When starting the service, add the early stopping function startup option.

  • Online inference startup example:
    • Using default hyperparameters: --enable-early-stop
      python -m fastdeploy.entrypoints.openai.api_server \
      --model baidu/ERNIE-4.5-0.3B-Paddle \
      --port 8180 \
      --metrics-port 8181 \
      --engine-worker-queue-port 8182 \
      --max-model-len 32768 \
      --max-num-seqs 32 \
      --enable-early-stop
      
    • Using custom hyperparameters: --early-stop-config
      python -m fastdeploy.entrypoints.openai.api_server \
      --model baidu/ERNIE-4.5-0.3B-Paddle \
      --port 8180 \
      --metrics-port 8181 \
      --engine-worker-queue-port 8182 \
      --max-model-len 32768 \
      --max-num-seqs 32 \
      --early-stop-config '{"enable_early_stop":true, "window_size": 1000, "threshold": 0.9}'
      
  • Offline reasoning example
    • Use default hyperparameter: enable_early_stop
      from fastdeploy.engine.sampling_params import SamplingParams
      from fastdeploy.entrypoints.llm import LLM
      
      model_name_or_path = "baidu/ERNIE-4.5-0.3B-Paddle"
      
      sampling_params = SamplingParams(temperature=0.1, max_tokens=30)
      llm = LLM(model=model_name_or_path, tensor_parallel_size=1, enable_early_stop=True)
      output = llm.generate(prompts="who are you?", use_tqdm=True, sampling_params=sampling_params)
      
      print(output)
      
    • Use custom hyperparameters: early_stop_config
      from fastdeploy.engine.sampling_params import SamplingParams
      from fastdeploy.entrypoints.llm import LLM
      
      model_name_or_path = "baidu/ERNIE-4.5-0.3B-Paddle"
      early_stop_config = {"enable_early_stop":True, "window_size":1000, "threshold":0.9}
      sampling_params = SamplingParams(temperature=0.1, max_tokens=30)
      llm = LLM(model=model_name_or_path, tensor_parallel_size=1, early_stop_config=early_stop_config) output = llm.generate(prompts="who are you?", use_tqdm=True, sampling_params=sampling_params)
      
      print(output)
      

Parameter Description

  • enable_early_stop: (bool) Whether to enable the early stopping.
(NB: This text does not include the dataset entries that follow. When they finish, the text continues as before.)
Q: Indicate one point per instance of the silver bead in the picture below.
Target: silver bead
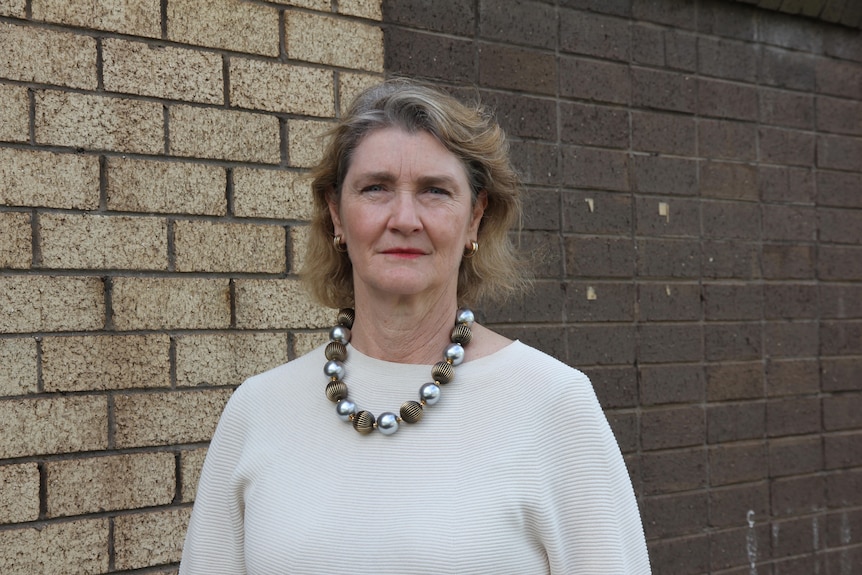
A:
(465, 316)
(387, 423)
(334, 368)
(345, 408)
(454, 354)
(429, 393)
(340, 333)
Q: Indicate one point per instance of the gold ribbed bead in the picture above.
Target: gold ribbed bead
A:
(336, 390)
(411, 411)
(442, 372)
(363, 422)
(336, 350)
(346, 317)
(461, 334)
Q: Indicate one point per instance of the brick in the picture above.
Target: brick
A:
(530, 23)
(170, 303)
(145, 539)
(45, 303)
(789, 109)
(99, 122)
(303, 145)
(162, 71)
(669, 302)
(191, 462)
(666, 343)
(133, 17)
(203, 246)
(14, 114)
(276, 304)
(19, 499)
(668, 259)
(839, 263)
(593, 35)
(661, 384)
(103, 242)
(45, 56)
(600, 345)
(678, 514)
(593, 168)
(664, 133)
(795, 456)
(68, 548)
(280, 87)
(49, 180)
(731, 220)
(105, 362)
(842, 411)
(113, 482)
(415, 54)
(738, 504)
(16, 250)
(673, 471)
(227, 359)
(165, 187)
(723, 302)
(726, 381)
(605, 257)
(783, 261)
(840, 153)
(792, 416)
(841, 337)
(667, 217)
(224, 134)
(663, 90)
(333, 41)
(591, 125)
(791, 339)
(226, 24)
(736, 421)
(839, 189)
(594, 212)
(20, 375)
(516, 68)
(279, 194)
(146, 419)
(53, 425)
(727, 59)
(786, 69)
(600, 301)
(729, 100)
(738, 463)
(597, 81)
(665, 176)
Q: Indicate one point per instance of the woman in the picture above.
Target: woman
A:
(513, 471)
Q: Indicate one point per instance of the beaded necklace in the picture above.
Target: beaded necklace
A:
(411, 411)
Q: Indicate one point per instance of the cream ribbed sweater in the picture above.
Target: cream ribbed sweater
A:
(513, 471)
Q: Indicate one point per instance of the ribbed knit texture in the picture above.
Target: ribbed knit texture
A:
(514, 471)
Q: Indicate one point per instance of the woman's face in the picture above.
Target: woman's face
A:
(406, 214)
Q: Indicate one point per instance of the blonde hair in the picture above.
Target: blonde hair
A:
(472, 135)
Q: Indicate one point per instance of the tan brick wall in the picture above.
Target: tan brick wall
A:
(152, 219)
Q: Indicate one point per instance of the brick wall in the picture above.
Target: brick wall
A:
(694, 174)
(694, 202)
(151, 219)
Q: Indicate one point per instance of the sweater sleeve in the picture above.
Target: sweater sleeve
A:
(592, 524)
(214, 541)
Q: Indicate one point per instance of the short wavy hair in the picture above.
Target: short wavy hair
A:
(470, 133)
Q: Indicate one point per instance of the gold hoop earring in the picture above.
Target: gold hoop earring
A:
(339, 247)
(471, 251)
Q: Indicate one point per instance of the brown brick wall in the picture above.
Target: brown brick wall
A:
(694, 175)
(151, 224)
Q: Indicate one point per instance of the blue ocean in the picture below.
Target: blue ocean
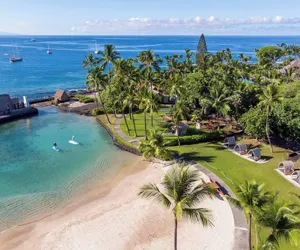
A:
(41, 74)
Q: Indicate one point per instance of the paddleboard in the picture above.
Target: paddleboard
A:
(73, 142)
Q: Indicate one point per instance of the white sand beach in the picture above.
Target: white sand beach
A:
(113, 217)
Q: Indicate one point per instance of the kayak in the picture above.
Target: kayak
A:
(73, 142)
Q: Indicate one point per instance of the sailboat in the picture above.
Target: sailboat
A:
(49, 52)
(15, 58)
(96, 50)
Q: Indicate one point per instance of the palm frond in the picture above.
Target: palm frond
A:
(151, 191)
(201, 215)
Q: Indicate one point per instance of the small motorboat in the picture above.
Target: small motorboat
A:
(16, 59)
(49, 52)
(73, 141)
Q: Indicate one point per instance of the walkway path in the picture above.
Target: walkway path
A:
(241, 231)
(118, 129)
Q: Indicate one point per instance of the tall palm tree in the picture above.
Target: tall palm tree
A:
(181, 191)
(154, 146)
(219, 97)
(89, 61)
(282, 221)
(250, 198)
(268, 98)
(177, 86)
(144, 97)
(97, 80)
(148, 103)
(179, 112)
(108, 56)
(149, 63)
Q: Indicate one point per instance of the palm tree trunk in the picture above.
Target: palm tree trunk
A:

Default False.

  • strategy: (str) The strategy used by the early stopping. Currently, only the repetition strategy is supported. Default "repetition".

  • window_size: (int) The upper limit of the number of consecutive high-probability tokens in the repetition strategy. If the number exceeds this limit, the early stopping will be triggered. Default 3000.

  • threshold: (float) The high-probability threshold in the repetition strategy. Default 0.99.